If someone had the gaul to write down the unwritten rules of baseball, there would be some odd additions to baseball's lexicon. If you're a base runner, don't touch the pitcher's mound. If you're a pitcher and the opposing pitcher hits one of your teammates, you now need to hit one of his teammates.
Colby Lewis of the Rangers would like to add another: If you are playing against Colby Lewis, you shouldn't try to win very hard.
Colby Rasmus of the Blue Jays saw the hard shift employed by the Rangers' defense, and bunted. It was a good bunt, no one could get to it fast enough, and Rasmus got on base. There were two outs. The Blue Jays were up 2-0.
Lewis started shouting at Rasmus to "swing the bat," and after the game, put together this explanation for his frustration:
"I told [Rasmus] I didn't appreciate it," Lewis said, according to MLB.com. "You're up by two runs with two outs and you lay down a bunt. I don't think that's the way the game should be played... I felt like you have a situation where there is two outs, you're up two runs, you have gotten a hit earlier in the game off me, we are playing the shift, and he laid down a bunt basically simply for average."
Rasmus was confused and explained that he was not there to make the other team happy, he was there to try and win the game. So. What the hell is Lewis talking about?

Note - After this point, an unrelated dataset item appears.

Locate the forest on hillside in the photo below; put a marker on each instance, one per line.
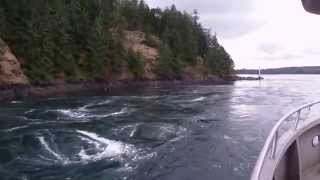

Why does he talk about a two-run lead as if it's a 12-run lead? Why is it surprising that batters are trying to take advantage of the dramatic defensive shifts in the game today? Why is it offensive for a player on the other team to try and do things that help his team win?
Lewis would be the perfect batterymate for Brian McCann, who shares his opinion that anything that helps the opposing team is bad for baseball.